A transgender tennis player’s participation in the Wyoming Governor’s Cup has sparked a debate about fairness and inclusion in women’s sports.
Brooklyn Ross, 27, from Colorado, is set to compete in the woman’s singles category of the tournament.
Her participation has been met with criticism from some, who argue that she has an unfair advantage over cisgender female athletes. Others have defended Ross’s right to compete, arguing that she is simply a woman who wants to play tennis.
Ross transitioned six years ago and has competed with women in college tournaments since 2019. She recently completed a tennis season with a Texas college. Despite a positive experience thus far, her participation in the Governor’s Cup has become a topic of debate.
Jackie Fulkrod, the president of the Cheyenne Tennis Association, resigned in protest over the decision to allow Ross to compete. Fulkrod expressed concern about the matchup and the potential impact on female athletes. She also said that having a transgender athlete in the women’s draw goes against her personal integrity and values.

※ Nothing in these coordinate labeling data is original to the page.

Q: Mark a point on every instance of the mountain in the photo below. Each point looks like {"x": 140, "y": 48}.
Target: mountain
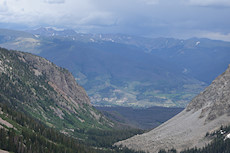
{"x": 127, "y": 70}
{"x": 206, "y": 113}
{"x": 48, "y": 93}
{"x": 143, "y": 118}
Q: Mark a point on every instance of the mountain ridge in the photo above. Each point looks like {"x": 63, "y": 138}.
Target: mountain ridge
{"x": 127, "y": 70}
{"x": 48, "y": 93}
{"x": 206, "y": 113}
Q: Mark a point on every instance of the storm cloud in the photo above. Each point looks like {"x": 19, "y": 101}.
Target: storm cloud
{"x": 165, "y": 18}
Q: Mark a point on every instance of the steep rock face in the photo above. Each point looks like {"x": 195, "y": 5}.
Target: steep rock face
{"x": 47, "y": 92}
{"x": 205, "y": 113}
{"x": 60, "y": 79}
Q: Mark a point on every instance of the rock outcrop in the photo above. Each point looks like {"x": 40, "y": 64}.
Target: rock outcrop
{"x": 205, "y": 113}
{"x": 47, "y": 92}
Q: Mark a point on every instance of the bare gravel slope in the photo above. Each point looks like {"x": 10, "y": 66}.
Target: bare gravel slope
{"x": 205, "y": 113}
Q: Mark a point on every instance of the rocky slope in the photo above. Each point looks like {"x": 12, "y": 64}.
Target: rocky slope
{"x": 205, "y": 113}
{"x": 46, "y": 92}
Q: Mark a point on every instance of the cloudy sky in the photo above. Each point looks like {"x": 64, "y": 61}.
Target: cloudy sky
{"x": 154, "y": 18}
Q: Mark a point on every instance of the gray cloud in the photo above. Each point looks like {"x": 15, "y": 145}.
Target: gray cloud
{"x": 171, "y": 18}
{"x": 54, "y": 1}
{"x": 213, "y": 3}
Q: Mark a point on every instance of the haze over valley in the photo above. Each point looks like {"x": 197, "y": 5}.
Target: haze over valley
{"x": 114, "y": 76}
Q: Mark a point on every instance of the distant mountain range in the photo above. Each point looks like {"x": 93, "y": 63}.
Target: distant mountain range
{"x": 126, "y": 70}
{"x": 203, "y": 120}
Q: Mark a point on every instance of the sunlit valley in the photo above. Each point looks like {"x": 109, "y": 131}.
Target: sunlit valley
{"x": 87, "y": 77}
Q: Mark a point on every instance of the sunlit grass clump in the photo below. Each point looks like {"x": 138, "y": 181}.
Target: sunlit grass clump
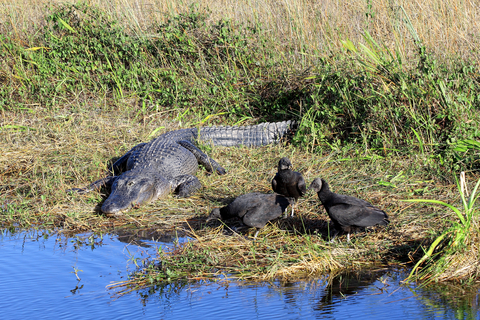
{"x": 454, "y": 254}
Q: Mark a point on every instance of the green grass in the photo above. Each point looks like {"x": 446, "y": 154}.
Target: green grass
{"x": 81, "y": 88}
{"x": 453, "y": 255}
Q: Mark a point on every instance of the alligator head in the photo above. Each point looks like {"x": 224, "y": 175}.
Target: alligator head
{"x": 133, "y": 188}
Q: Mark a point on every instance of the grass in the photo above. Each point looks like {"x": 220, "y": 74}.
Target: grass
{"x": 453, "y": 254}
{"x": 387, "y": 102}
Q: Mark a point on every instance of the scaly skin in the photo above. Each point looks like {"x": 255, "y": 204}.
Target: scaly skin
{"x": 152, "y": 170}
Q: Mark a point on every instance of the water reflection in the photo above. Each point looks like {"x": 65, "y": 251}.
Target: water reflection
{"x": 47, "y": 275}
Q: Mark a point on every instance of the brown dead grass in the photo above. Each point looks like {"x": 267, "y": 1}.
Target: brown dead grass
{"x": 302, "y": 29}
{"x": 66, "y": 149}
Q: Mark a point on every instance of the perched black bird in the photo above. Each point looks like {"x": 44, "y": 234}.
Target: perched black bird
{"x": 347, "y": 212}
{"x": 255, "y": 209}
{"x": 288, "y": 182}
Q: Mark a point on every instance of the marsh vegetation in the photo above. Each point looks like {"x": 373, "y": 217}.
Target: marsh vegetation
{"x": 386, "y": 94}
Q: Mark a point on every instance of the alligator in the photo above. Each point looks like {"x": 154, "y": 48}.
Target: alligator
{"x": 152, "y": 170}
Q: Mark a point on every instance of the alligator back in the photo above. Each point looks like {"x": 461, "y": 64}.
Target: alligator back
{"x": 249, "y": 136}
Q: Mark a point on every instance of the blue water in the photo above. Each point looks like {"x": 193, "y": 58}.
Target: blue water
{"x": 38, "y": 280}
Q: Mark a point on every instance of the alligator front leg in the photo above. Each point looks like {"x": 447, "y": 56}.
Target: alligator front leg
{"x": 104, "y": 182}
{"x": 209, "y": 164}
{"x": 185, "y": 185}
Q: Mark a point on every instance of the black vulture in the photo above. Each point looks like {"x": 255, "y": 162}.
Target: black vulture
{"x": 288, "y": 182}
{"x": 347, "y": 212}
{"x": 255, "y": 209}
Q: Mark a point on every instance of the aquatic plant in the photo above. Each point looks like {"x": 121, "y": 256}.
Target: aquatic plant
{"x": 453, "y": 255}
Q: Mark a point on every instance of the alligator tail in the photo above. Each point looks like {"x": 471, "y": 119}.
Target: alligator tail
{"x": 249, "y": 136}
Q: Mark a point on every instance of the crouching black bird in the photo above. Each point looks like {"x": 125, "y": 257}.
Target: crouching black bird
{"x": 288, "y": 182}
{"x": 347, "y": 212}
{"x": 255, "y": 209}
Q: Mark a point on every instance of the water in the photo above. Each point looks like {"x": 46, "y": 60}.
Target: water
{"x": 38, "y": 280}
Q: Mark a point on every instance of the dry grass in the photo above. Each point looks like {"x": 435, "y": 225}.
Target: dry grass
{"x": 61, "y": 150}
{"x": 45, "y": 152}
{"x": 302, "y": 29}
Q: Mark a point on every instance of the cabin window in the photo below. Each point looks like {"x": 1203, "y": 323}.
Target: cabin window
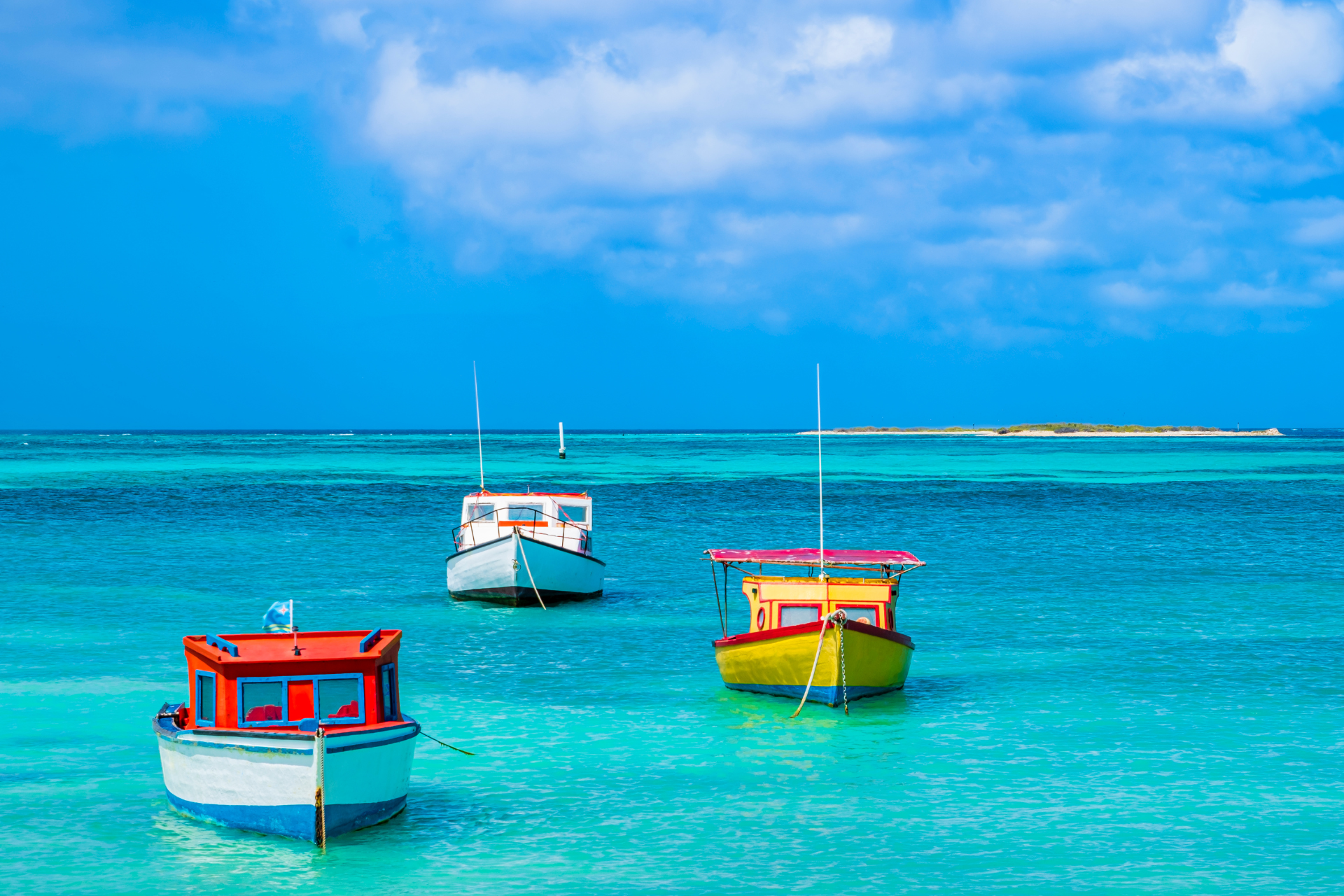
{"x": 206, "y": 699}
{"x": 262, "y": 703}
{"x": 574, "y": 514}
{"x": 390, "y": 711}
{"x": 528, "y": 512}
{"x": 799, "y": 615}
{"x": 867, "y": 615}
{"x": 300, "y": 700}
{"x": 339, "y": 699}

Ross has defended her right to compete, saying that she is simply a woman who wants to play tennis. She has also encouraged her critics to watch the competition and see her as a real example of inclusion and representation for trans athletes.
The tournament director, Peg Connor, from the Wyoming Tennis Association, did not disclose who made the decision to allow Ross to compete. The Governor’s Cup tournament falls under the oversight of the United States Tennis Association (USTA), which promotes inclusivity and states that tennis is open to all, regardless of age, ethnicity, race, religious background, sexual orientation, or gender identity.